When I returned from Bangalore to Australia, and began to apply the
Bangalore Principles, it caused not a few raised eyebrows (and some elegantly expressed denunciations of legal heresy). But it is interesting as I look back over the decade since Bangalore in 1988 to see the growing impact of the
Bangalore Principles not only in Australia but in other lands which share the common law tradition. This is, as Lord Cooke of Thorndon has suggested, a law that is "undergoing evolution". In this evolution, we are all, in a sense, the disciples of Justice Bhagwati. His impact on the legal system of India was great and is enduring. But it was not enough. His insights had to be shared with a wider world, including with judicial and legal colleagues in Australia.
ENCOURAGEMENT
I therefore welcome the publication of the collected writings and speeches of Justice Bhagwati. Some great judges, who influence the development of law in their jurisdictions, have an even greater impact by their extra-curial writing. Justice Benjamin Cardozo, long-time judge, and Chief Justice, of the New York Court of Appeals, probably had greater impact in his later years, and in the years since his death, by virtue of his extra-judicial writing. In 1920, the Yale Law School invited him to deliver the Storr Lectures. These were published in his highly acclaimed volume
The Nature of the Judicial Process. Subsequently he published two additional series of lectures,
The Growth of the Law (1924) and
The Paradoxes of Legal Science (1928).
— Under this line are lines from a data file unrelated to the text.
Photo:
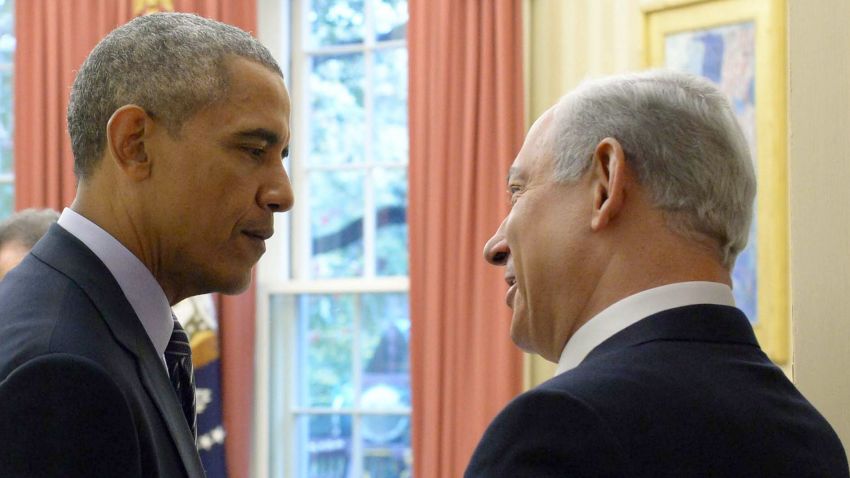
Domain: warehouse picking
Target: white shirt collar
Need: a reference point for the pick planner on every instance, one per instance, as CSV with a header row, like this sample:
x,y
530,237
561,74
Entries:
x,y
627,311
143,292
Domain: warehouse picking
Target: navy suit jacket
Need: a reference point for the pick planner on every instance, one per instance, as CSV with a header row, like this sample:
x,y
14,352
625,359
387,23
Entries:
x,y
683,393
83,392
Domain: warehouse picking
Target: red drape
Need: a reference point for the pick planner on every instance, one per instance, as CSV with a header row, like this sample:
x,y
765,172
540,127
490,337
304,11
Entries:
x,y
466,125
53,38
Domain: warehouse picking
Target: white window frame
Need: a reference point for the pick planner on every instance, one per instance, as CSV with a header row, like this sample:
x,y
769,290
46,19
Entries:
x,y
9,178
276,272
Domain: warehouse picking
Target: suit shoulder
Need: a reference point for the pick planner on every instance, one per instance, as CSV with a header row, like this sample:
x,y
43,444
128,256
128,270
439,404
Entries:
x,y
63,415
37,304
547,432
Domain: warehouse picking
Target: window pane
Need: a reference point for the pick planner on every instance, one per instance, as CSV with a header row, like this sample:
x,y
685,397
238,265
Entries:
x,y
385,329
391,19
390,91
386,450
391,221
336,118
6,119
336,223
7,199
324,446
325,325
335,22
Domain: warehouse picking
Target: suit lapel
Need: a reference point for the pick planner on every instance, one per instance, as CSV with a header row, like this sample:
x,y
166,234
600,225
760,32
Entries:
x,y
67,254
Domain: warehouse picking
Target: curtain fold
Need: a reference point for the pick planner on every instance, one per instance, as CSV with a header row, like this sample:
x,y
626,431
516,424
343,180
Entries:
x,y
53,39
466,126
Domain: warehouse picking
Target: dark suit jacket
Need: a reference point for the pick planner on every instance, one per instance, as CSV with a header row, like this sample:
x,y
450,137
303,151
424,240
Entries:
x,y
684,393
83,392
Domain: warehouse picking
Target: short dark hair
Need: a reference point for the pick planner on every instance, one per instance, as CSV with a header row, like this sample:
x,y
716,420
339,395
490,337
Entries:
x,y
170,64
26,227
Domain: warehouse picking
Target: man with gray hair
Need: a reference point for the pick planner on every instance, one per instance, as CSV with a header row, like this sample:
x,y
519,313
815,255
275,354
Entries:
x,y
178,126
631,199
19,233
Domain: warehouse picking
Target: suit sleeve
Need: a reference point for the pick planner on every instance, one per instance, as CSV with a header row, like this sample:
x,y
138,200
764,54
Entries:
x,y
64,416
547,434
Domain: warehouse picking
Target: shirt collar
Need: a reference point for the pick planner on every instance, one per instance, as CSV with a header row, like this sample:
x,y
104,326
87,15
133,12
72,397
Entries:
x,y
627,311
143,292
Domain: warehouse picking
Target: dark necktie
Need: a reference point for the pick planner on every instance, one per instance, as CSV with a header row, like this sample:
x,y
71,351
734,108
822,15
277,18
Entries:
x,y
178,359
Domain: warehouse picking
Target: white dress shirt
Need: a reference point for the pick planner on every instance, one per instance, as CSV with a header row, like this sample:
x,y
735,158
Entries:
x,y
143,292
630,310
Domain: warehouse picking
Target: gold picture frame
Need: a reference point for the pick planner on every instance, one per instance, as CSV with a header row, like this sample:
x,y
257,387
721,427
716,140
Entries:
x,y
757,31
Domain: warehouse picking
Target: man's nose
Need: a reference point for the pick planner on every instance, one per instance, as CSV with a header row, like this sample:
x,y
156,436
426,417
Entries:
x,y
276,194
496,251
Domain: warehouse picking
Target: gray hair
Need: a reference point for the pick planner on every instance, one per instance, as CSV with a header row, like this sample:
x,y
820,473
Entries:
x,y
681,137
26,227
170,64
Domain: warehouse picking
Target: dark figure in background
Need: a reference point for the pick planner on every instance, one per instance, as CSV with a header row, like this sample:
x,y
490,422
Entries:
x,y
178,125
19,233
631,199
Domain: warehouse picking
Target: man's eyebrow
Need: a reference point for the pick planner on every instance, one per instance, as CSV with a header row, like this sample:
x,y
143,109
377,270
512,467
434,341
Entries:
x,y
263,134
267,136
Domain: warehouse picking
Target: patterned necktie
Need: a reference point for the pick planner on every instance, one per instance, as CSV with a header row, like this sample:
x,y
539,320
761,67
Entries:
x,y
178,359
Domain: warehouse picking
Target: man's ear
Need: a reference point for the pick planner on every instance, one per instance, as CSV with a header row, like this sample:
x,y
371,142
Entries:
x,y
126,133
609,182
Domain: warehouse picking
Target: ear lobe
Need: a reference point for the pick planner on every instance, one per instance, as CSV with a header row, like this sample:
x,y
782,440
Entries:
x,y
126,132
608,178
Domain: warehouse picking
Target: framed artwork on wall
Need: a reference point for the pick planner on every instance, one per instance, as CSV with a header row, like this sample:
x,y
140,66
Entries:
x,y
740,46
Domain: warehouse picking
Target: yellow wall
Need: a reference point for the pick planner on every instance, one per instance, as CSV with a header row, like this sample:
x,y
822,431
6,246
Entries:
x,y
819,176
568,40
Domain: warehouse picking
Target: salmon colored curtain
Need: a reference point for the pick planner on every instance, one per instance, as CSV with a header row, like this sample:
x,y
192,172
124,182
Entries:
x,y
466,126
53,39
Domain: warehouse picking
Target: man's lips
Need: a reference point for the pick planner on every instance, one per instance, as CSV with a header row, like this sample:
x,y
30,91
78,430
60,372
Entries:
x,y
259,237
512,287
261,234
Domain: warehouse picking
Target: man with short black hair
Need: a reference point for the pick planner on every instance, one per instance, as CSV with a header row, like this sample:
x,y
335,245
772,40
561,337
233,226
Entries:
x,y
178,126
631,199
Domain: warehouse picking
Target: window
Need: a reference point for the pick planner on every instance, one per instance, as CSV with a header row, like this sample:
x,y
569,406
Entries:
x,y
7,93
334,313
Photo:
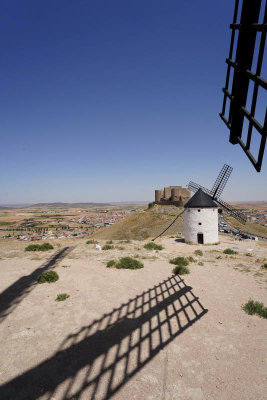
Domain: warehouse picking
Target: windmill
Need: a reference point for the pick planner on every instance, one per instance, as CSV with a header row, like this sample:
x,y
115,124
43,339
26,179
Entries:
x,y
244,72
216,191
202,227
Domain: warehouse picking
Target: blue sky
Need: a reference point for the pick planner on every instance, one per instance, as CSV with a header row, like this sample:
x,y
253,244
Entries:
x,y
109,100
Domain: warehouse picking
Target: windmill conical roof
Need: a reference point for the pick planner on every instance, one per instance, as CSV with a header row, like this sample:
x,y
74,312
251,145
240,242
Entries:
x,y
199,200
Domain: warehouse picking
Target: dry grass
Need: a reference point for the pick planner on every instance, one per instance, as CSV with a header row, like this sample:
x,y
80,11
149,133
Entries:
x,y
252,229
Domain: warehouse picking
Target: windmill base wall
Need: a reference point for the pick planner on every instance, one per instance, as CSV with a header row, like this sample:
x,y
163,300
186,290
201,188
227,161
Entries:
x,y
208,218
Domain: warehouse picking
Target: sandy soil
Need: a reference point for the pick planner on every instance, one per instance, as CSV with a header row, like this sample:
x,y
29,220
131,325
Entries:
x,y
122,334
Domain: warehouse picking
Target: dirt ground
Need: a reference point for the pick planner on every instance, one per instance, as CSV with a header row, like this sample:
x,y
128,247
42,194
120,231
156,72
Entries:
x,y
132,334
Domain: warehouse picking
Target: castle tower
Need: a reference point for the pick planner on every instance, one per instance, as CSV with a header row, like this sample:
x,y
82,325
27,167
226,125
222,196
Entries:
x,y
158,195
201,219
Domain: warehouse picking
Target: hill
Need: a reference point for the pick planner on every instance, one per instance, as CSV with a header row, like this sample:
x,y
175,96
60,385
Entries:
x,y
144,224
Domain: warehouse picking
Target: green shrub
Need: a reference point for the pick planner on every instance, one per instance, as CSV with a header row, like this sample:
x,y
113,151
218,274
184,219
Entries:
x,y
180,270
107,247
230,251
129,263
46,246
180,261
191,259
33,247
255,307
48,276
153,246
39,247
62,296
111,263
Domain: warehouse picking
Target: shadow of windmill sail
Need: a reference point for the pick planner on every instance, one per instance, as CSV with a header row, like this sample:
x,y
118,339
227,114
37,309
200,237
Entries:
x,y
97,361
11,297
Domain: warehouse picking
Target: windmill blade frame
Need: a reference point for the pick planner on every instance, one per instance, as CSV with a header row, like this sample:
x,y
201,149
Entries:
x,y
221,181
195,186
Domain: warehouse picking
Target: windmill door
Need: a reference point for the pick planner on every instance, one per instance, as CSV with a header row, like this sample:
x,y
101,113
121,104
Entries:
x,y
200,238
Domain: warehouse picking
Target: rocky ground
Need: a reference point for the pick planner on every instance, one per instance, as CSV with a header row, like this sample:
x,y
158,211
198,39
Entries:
x,y
132,334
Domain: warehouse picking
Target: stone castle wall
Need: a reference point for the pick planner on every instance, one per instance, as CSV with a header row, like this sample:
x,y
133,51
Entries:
x,y
172,195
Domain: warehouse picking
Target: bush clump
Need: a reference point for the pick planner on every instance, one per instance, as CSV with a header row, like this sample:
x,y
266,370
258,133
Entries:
x,y
107,247
62,296
48,276
111,263
230,251
191,259
255,307
153,246
179,261
180,270
129,263
39,247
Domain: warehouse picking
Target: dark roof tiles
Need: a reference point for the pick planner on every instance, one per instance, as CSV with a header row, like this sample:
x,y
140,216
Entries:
x,y
200,200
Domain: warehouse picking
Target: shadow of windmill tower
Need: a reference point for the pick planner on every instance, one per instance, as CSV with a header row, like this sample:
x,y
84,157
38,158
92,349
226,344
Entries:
x,y
97,361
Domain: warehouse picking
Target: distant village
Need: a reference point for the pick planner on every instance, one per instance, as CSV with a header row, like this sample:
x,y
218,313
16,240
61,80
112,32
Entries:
x,y
54,225
256,216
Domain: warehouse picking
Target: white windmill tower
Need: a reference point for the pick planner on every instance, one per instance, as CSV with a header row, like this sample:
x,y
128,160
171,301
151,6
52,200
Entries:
x,y
201,211
201,219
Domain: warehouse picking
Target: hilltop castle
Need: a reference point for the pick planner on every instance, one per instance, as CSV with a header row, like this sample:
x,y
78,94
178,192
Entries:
x,y
175,195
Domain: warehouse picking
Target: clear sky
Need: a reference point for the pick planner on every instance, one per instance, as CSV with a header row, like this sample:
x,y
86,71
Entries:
x,y
108,100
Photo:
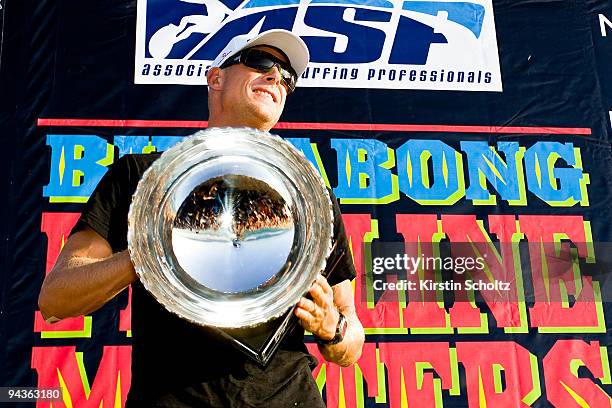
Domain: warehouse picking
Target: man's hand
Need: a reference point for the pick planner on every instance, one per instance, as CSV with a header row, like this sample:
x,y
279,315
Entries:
x,y
319,315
Deservedly, they won him international acclaim.
Justice Bhagwati already enjoys similar international acclaim. To rise to become the head of the legal and judicial system of the most populous nation on earth which lives by the rule of law and under constitutional authority, is itself a glittering achievement. But since his retirement from active judicial life, Justice Bhagwati has devoted his boundless energy to the work of the United Nations and the international human rights bodies which stimulate, criticise and inspire the champions of human rights around the world. Most notably, he has served as a member (and lately Vice-Chairman) of the United Nations Human Rights Committee, a most influential position to which he was recently re-elected. He has been Chairman of the Board of the Centre for the Independence of Judges and Lawyers in Geneva. This body, a creation of the International Commission of Jurists, brought us into even closer association during the time that he was Chairman of the Centre and I was President of the Commission. He has limitless enthusiasm for good and righteous causes. He continues to instruct young lawyers and young judges in the ways by which they can convert the noble sentiments of human rights into their daily professional work. He is, in fact, an inspiration.
I do not doubt that Justice Bhagwati's writings and speeches will bring the subtle and idealistic working of his mind to the attention of a still larger audience, so that his influence becomes even more widespread and enduring. It is a matter of pride for me, as an Australian judge and a judicial brother, to be associated with this most timely work. I pay tribute to the Honourable P N Bhagwati, my teacher.